Under the shade of some "nabac" trees close to the well he rigged a tripod and a sand-bag for a rifle to rest on, painted some black bull's-eyes on the side of one of the huts, and every evening showed the villagers how to look along their sights and get them in a line with the bull's-eye.

At the end of the week he rigged a target some way along the beach and invited me to see the results of his training. I do not suppose that there was a single man, woman, or child but had come down to join in the excitement. They were all gathered round the firing point, some eighty or one hundred yards from the target, jabbering noisily—the children not being more childish than the "grown-ups".

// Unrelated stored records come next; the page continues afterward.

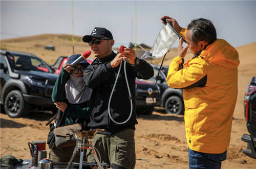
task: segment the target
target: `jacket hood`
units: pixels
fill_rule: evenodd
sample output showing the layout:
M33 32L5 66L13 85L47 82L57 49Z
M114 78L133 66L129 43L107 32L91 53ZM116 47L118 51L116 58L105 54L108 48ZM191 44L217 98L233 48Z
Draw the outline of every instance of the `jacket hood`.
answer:
M200 55L205 60L226 68L235 68L239 65L237 50L224 39L217 39Z

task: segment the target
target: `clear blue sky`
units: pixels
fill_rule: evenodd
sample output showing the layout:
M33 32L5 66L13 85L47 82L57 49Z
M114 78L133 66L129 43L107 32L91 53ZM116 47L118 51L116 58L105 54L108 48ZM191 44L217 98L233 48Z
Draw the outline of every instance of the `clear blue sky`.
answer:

Then in absolute silence—even the children held their breath—the first man lay down and aimed very carefully. He fired, and every single soul scampered pell-mell along the beach to the target to see where it had been hit.

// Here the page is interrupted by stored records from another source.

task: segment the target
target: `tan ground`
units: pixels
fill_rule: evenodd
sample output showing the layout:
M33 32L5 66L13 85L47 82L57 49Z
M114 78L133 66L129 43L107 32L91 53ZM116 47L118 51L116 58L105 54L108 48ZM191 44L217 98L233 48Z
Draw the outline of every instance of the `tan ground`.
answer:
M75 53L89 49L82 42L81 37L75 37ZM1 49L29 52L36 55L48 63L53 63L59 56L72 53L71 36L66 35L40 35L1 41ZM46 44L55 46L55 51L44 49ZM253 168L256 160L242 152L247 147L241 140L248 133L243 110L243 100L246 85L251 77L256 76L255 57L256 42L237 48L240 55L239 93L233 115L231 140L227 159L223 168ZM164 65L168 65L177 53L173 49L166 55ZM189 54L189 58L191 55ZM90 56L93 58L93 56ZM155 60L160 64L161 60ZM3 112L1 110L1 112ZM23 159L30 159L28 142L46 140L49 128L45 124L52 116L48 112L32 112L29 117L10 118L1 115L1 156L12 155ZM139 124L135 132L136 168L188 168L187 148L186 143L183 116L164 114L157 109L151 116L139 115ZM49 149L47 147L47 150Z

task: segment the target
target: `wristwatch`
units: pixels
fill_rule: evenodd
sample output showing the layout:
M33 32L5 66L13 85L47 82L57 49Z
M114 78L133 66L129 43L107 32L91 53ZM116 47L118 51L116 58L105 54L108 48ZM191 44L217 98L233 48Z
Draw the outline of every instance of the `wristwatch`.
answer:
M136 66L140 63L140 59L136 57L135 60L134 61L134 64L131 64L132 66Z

In spite of actually seeing most of the bullets striking the sand, they had the most implicit confidence in each other's marksmanship; and I nearly burst myself with laughing, when, after a little while, they began to tire of running to and fro after every shot, and actually gathered round the target itself with their heads as close to the black bull's-eye as they could get them, waiting for the next shot.

Mr. Scarlett managed with difficulty to bring them back, but at this rate the millennium would have arrived by the time each man had fired the three rounds he allowed them. As a matter of fact this exhibition of the result of his training did take three evenings, and I do not remember that any man hit any part of the canvas more than twice. Most of them never hit it at all. However, they were not in the least disappointed; they were all too ignorant and stupid to mind what became of the bullet so long as the noise and recoil were big enough. Not even when Mr. Scarlett put the target four hundred yards or so farther along the beach, and he and I fired a dozen rounds and hit the bull's-eye seven times between us, did they show much appreciation. Every one of them—even the children—put their fingers in the holes and shouted with glee; but they evidently considered the whole performance due to magic—not our magic, but the rifles' magic.

The sheikh refused to fire, evidently not wanting to disgrace himself before the tribe, although his explanation, given to Jaffa, was that it was quite unnecessary—"that if he could hit a vulture at twenty paces, of course he could hit a huge piece of canvas."